Understanding the Workload XM Services Health Check Alerts
Describes the Workload XM cluster services health check alerts and thresholds, and what actions are required to resolve the problem.
Understanding the Health Check Alert Threshold Colors
Workload XM Health Check Alerts and suggested actions are located on the Workload XM service's health test page. When completed they are compared to their defined thresholds that determine if the service element is Good, Concerning, or Bad. For example, when a service's ZooKeeper queue size has exceeded the Critical threshold (Red Alert) limit, the health check will trigger an alert and display an alert message, the cause, and corrective actions.

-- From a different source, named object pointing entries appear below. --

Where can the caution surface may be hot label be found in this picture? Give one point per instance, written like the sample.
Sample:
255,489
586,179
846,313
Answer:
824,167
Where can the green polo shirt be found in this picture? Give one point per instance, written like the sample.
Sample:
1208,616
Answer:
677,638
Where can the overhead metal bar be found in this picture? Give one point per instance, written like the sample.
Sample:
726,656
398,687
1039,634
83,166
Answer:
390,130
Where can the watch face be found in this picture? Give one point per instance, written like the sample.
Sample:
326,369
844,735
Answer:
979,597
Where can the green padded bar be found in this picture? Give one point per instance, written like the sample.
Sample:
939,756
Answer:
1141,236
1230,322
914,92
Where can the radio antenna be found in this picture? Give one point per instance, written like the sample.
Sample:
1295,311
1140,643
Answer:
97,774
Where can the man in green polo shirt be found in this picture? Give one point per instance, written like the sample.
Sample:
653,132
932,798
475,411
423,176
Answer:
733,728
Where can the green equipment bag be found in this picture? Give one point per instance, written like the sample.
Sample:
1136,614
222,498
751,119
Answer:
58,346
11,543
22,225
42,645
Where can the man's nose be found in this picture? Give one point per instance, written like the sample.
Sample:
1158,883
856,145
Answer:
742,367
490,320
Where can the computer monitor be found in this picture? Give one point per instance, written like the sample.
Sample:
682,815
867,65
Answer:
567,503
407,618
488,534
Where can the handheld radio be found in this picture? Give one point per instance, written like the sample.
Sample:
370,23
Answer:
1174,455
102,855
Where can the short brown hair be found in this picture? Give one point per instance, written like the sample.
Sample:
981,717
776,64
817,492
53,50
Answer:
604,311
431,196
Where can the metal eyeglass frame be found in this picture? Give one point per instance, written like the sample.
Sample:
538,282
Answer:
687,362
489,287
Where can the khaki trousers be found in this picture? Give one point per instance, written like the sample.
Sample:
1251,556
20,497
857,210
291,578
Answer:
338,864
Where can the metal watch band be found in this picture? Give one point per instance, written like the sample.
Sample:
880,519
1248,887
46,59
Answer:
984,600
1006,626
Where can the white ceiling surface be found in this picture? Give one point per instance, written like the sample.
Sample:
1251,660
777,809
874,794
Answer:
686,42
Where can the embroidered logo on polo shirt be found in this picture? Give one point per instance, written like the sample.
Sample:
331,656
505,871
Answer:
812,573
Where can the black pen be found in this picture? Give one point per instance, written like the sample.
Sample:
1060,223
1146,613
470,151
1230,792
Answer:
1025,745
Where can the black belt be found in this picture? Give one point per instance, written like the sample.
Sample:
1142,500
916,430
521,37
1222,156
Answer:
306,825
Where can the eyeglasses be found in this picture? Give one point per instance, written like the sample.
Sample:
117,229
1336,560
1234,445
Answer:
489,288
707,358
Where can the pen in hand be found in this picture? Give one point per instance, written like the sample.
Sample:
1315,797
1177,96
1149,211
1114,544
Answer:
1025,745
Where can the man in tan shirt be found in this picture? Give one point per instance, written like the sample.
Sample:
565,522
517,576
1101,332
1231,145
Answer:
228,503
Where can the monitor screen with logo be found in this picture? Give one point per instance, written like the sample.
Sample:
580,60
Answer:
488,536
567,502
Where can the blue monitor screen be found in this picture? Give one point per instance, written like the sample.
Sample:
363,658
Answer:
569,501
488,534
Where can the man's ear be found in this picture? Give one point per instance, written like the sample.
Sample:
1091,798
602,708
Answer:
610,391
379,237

For descriptions of the health checks performed on each Workload XM cluster service, click the Related Information link below.

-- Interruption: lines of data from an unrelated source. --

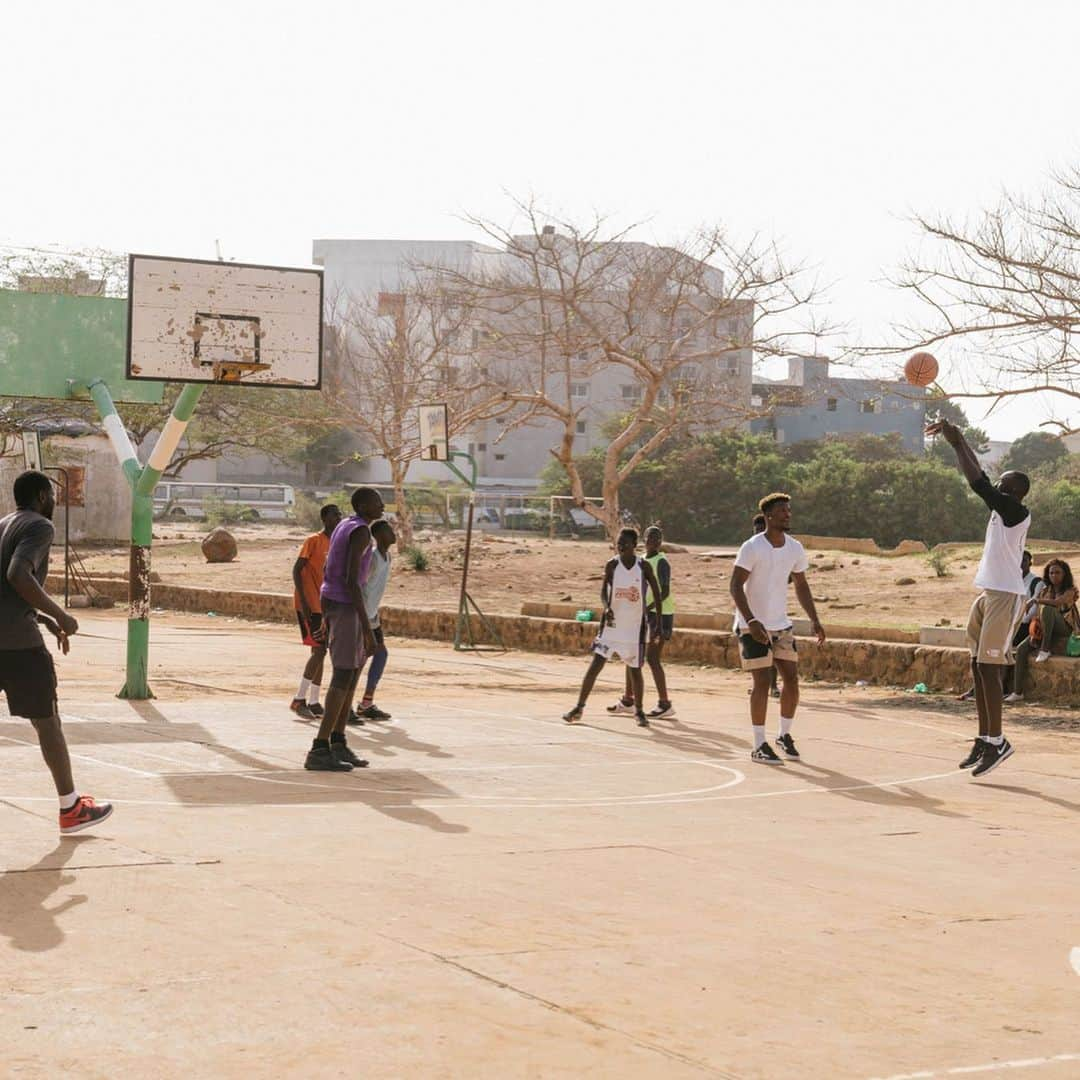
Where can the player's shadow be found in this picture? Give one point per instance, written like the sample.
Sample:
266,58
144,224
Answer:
864,791
704,742
1015,790
390,739
27,919
395,793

To help you recognize the severity level of the Workload XM health check, the health check results include the following colors:
Alert Color | Severity |
---|---|
Green | Good - The health check result is normal and within the acceptable range. |
Yellow | Concerning - The health check result has exceeded the
Warning threshold limit and indicates a potential problem,
which eventually must be resolved but does not have to be completed at this time.

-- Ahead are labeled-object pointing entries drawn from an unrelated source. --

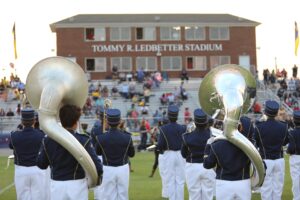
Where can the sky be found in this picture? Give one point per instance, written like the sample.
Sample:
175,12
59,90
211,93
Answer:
275,36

See the corrective actions in the Actions and Advice sections. |
Red | Bad - The health check result has exceeded the
Critical threshold limit and indicates a serious problem,
which must be resolved immediately. See the corrective actions in the Actions and Advice sections. For example, the Hive Audit Zookeeper queue size has exceeded the
Critical threshold limit and can no longer process messages. Possible actions
are:
|
Elevated Queue Count
A Workload XM health check alert is triggered when the number of messages in the workload queue exceeds the defined yellow and red threshold limits.
Queue Name | Default Yellow Alert Threshold | Default Red Alert Threshold |
---|---|---|
SparkEventLog | 100K | 200K |
PSE | 400K | 800K |
Other services | 200K | 400K |
- Check the status of Telemetry Publisher, specifically did it restart after a long pause, as this will create a sudden influx of pending workload data records and increase the size of the queue.
- Check whether any pipelines or ADB services are down, as this will prevent the queues from clearing and workloads from being processed.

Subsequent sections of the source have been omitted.